I am currently sitting in my office at a law firm in Birmingham, AL, three hours away from the city I called home for so many years. I am a 23-year-old with plans for the future that are nowhere near being fulfilled, typing my thoughts onto my MacBook in hopes that someone will read them, and wishing that DoorDash fees were cheaper. After work I’ll probably go home and attempt to decorate and tidy up my mess of an apartment, with no big Friday night plans and record player static waiting to fill my ears.
Sometimes I ask myself how I got here, as if I am not the main character experiencing everything as I go through this life. It is not what the 18-year-old version of me thought it would be, and sometimes I need to tell myself that’s okay.
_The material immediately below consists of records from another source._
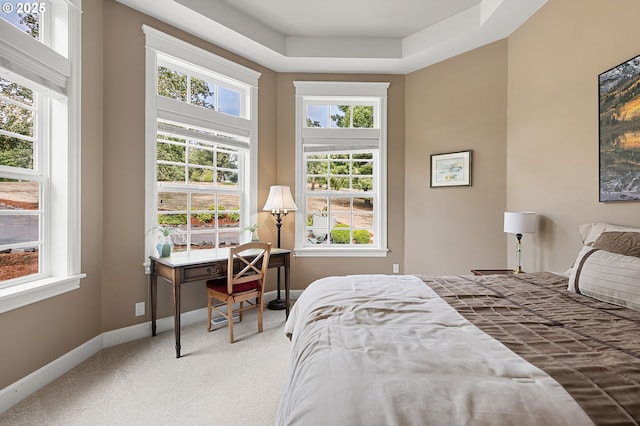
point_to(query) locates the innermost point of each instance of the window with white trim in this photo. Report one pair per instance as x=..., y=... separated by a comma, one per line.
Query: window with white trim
x=341, y=168
x=39, y=151
x=201, y=145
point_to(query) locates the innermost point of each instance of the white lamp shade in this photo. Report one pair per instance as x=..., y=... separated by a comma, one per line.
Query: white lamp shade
x=280, y=199
x=520, y=222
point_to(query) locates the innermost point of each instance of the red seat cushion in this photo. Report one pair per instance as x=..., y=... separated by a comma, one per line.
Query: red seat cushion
x=221, y=286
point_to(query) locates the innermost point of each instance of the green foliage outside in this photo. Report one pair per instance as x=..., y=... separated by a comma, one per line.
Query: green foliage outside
x=362, y=116
x=342, y=236
x=208, y=217
x=172, y=219
x=14, y=151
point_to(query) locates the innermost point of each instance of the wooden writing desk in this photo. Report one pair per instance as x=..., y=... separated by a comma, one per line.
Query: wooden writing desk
x=201, y=265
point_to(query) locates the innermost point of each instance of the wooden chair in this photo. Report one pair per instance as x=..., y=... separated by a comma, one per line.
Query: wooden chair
x=246, y=274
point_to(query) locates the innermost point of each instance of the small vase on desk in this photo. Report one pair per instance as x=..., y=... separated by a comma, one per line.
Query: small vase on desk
x=164, y=247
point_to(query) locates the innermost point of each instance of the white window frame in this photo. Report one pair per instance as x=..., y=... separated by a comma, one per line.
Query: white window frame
x=165, y=50
x=343, y=93
x=52, y=68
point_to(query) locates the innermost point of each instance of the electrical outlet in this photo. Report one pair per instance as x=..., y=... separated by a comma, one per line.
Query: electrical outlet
x=139, y=309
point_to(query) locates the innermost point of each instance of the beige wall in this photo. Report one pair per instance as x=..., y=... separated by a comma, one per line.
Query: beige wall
x=552, y=152
x=456, y=105
x=41, y=332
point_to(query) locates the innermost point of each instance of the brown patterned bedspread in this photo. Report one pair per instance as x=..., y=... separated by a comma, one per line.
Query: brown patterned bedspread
x=590, y=347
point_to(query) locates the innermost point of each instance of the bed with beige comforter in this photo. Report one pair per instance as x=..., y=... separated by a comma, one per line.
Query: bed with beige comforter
x=456, y=350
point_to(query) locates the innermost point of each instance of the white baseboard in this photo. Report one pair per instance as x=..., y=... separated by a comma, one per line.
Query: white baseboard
x=24, y=387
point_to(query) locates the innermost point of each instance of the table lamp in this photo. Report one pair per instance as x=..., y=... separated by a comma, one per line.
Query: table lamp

I thought that I would be moving into a newly renovated house with a his and hers closet, planning a winter wedding with my high school/college sweetheart by now. It was a love story that played out resplendently in my mind, and I was close enough to reach it not too long ago. It was a beautiful love story, but it wasn’t mine to keep.
Choosing the right things for yourself can be heart-wrenching. The pain I have felt in all of my life-changes over the last year has spread inconsistently over my emotions. Some days I find reminders of the life I wanted, and I let them rest with positive comments to myself about how things just don’t work out how you’d like them to sometimes. Then there are the middle-of-the-day breakdowns that prompt me to think I made the worst mistake of my life, followed by tears and self-deprecation.
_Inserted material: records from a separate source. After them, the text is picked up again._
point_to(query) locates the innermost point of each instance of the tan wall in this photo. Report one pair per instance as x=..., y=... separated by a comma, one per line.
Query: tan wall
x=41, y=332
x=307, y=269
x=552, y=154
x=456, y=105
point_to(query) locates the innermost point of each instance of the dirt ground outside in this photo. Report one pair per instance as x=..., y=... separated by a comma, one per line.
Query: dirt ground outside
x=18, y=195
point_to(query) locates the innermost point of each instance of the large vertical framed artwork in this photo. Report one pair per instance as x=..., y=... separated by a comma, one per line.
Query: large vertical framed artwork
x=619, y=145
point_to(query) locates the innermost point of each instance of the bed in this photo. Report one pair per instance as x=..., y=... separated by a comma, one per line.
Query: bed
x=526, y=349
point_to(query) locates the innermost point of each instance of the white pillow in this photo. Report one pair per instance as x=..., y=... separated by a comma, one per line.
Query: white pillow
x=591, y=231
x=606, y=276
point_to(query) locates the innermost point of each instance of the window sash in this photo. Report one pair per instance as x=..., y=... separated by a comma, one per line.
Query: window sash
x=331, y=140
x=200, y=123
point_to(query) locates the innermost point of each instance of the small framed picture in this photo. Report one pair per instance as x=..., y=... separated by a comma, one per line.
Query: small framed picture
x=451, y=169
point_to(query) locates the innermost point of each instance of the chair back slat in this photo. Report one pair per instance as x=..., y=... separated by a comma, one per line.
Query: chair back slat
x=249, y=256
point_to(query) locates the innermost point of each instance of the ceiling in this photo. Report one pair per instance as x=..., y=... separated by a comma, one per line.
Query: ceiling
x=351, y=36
Moving on is hard. So is the idea of being only a chapter of someone else’s book when they filled all the pages in yours, the troubling feeling of hurting someone who loved and wanted you so much for so long, the reality of life moving on faster than you do. I’m thankful to have had such memorable people in my life that make goodbyes so hard.
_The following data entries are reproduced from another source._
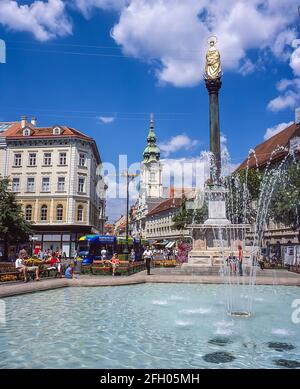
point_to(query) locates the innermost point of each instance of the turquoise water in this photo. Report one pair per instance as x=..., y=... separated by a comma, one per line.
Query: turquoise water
x=147, y=326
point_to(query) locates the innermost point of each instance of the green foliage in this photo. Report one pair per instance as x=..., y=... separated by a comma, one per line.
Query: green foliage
x=252, y=179
x=13, y=227
x=187, y=216
x=285, y=205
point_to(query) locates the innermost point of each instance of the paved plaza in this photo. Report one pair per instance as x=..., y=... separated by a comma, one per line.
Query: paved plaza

I’m still young. I have a mind with so much room for growth, a heart with so much love to feel, and a body ready to carry myself through ventures that I have yet to discover. Despite the uninvited thoughts that tend to creep in, I do not have to have my life figured out at 23. Not to sound like cheddar jack, but I full-heartedly believe that life is an experience without a strict, generic timeline – not a destination. The journey becomes so much richer when I think of it in that way.